Beating Winter Sadness


It’s February, which is about the time that a lot of us forget what it was like before the weather got dark and cold and grey. Fall seems like a distant memory now, the holiday season is behind us, and you may be feeling more, tired, anxious or sad than usual. In most people, this time of year leads to sluggishness and a tendency to overeat and spend more time sitting rather than being active. However, others experience a more severe form of winter depression that is known as Seasonal Affective Disorder or SAD.

Symptoms of SAD include decreased concentration, increased appetite, weight gain, moodiness, fatigue, and social withdrawal. Researchers have found that SAD is more common in areas that have longer and more intense winters, such as Canada and parts of the United States.

If you feel as though you may be experiencing Seasonal Affective Disorder, you should speak to a doctor.

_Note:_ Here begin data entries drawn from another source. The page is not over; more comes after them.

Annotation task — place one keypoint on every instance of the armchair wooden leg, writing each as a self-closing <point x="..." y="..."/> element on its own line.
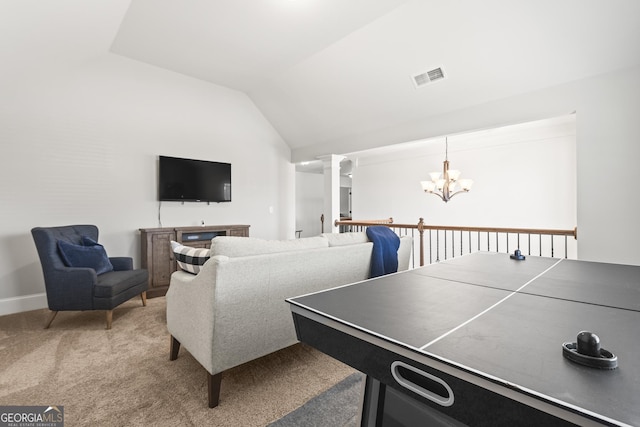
<point x="174" y="348"/>
<point x="214" y="388"/>
<point x="109" y="318"/>
<point x="51" y="317"/>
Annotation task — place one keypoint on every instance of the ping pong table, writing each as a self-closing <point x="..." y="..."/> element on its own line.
<point x="479" y="340"/>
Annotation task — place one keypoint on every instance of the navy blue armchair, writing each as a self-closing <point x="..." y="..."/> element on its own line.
<point x="82" y="288"/>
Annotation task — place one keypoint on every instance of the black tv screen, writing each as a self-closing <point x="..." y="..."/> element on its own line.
<point x="188" y="180"/>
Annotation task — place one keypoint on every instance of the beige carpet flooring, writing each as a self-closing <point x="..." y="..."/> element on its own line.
<point x="123" y="376"/>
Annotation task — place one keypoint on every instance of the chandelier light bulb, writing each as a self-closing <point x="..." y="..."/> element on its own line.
<point x="445" y="187"/>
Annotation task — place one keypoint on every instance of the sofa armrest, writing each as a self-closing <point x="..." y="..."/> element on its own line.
<point x="190" y="310"/>
<point x="121" y="263"/>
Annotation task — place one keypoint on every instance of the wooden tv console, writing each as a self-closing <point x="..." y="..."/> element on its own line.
<point x="157" y="256"/>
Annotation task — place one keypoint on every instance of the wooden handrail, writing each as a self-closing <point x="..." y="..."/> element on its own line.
<point x="421" y="227"/>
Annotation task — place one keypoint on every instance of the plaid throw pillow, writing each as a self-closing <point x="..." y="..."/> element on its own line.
<point x="190" y="259"/>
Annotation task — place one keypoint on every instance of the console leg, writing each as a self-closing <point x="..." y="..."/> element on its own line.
<point x="214" y="388"/>
<point x="109" y="318"/>
<point x="174" y="348"/>
<point x="51" y="317"/>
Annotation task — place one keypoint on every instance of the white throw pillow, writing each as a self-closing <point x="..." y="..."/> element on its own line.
<point x="233" y="246"/>
<point x="190" y="259"/>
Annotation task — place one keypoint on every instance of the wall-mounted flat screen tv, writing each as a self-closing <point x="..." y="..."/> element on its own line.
<point x="188" y="180"/>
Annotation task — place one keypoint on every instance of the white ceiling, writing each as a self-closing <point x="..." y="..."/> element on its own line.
<point x="325" y="70"/>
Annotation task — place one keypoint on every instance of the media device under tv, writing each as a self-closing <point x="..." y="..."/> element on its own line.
<point x="189" y="180"/>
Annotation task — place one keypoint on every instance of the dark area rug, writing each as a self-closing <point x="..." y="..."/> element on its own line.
<point x="337" y="407"/>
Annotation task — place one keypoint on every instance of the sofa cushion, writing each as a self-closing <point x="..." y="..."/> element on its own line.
<point x="233" y="246"/>
<point x="342" y="239"/>
<point x="85" y="256"/>
<point x="190" y="259"/>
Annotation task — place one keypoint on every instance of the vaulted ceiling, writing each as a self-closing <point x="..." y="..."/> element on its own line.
<point x="324" y="70"/>
<point x="329" y="72"/>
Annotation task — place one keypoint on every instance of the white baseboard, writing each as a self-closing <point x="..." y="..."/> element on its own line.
<point x="24" y="303"/>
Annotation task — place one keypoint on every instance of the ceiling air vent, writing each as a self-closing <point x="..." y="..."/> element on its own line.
<point x="426" y="77"/>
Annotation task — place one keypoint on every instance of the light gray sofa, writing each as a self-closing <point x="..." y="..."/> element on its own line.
<point x="234" y="309"/>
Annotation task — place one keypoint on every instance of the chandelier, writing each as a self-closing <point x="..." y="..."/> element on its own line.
<point x="445" y="185"/>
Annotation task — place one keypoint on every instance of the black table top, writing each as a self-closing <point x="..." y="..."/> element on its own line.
<point x="507" y="320"/>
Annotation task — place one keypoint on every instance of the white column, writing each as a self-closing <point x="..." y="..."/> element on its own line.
<point x="331" y="164"/>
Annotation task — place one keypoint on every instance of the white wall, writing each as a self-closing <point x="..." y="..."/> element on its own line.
<point x="511" y="189"/>
<point x="80" y="145"/>
<point x="309" y="203"/>
<point x="524" y="176"/>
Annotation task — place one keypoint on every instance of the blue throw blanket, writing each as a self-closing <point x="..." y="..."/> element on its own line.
<point x="384" y="258"/>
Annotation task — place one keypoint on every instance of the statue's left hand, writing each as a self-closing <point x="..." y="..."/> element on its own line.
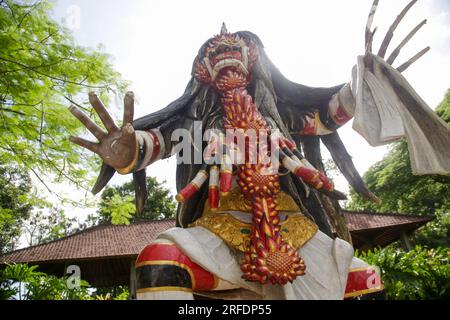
<point x="118" y="146"/>
<point x="368" y="59"/>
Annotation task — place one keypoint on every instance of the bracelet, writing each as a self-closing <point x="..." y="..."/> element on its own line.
<point x="128" y="169"/>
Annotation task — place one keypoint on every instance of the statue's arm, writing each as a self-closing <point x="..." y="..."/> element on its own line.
<point x="385" y="107"/>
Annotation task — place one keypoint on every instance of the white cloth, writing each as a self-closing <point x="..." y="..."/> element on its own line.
<point x="387" y="108"/>
<point x="327" y="264"/>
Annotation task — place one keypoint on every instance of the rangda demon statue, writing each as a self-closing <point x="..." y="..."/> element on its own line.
<point x="258" y="219"/>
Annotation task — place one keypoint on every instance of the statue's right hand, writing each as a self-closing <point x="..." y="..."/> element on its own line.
<point x="117" y="146"/>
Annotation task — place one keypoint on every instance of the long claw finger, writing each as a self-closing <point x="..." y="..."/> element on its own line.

However, whether you experience SAD or just the winter blues, it’s easy to feel down at this time of year. Here are some tips that could help improve your mood.

Take a Walk

While it can sometimes be too cold to go for a walk, regular exercise can be helpful at improving your mood. While exercising indoors can also be beneficial, combining exercise with exposure to natural light can have greater benefit.

Get Some Sun

Try to spend at least some time outside during the day each day. Consider going outside during the first two hours after waking up, even if it’s cloudy. Exposing yourself to natural light early in the day can certainly help improve your mood.

Eat Well

If you’re feeling anxious or down, you might be tempted to fill yourself with “comfort food.” The problem is that many of the foods we are attracted to when we’re feeling down aren’t necessarily the best ones for our health. Worse yet, eating an unhealthy diet can actually make your mood worse, leaving you with less energy and feeling even more down. To combat this, make sure you eat a well-balanced diet that includes whole grains, healthy proteins and plenty of vegetables and fruit.

Be Social

When you’re feeling down, one of the last things you’ll likely want to do is socialize. However, talking with people you enjoy spending time with can help improve your mood. Isolation feeds depression, so try to spend some time with a social group that you find enjoyable.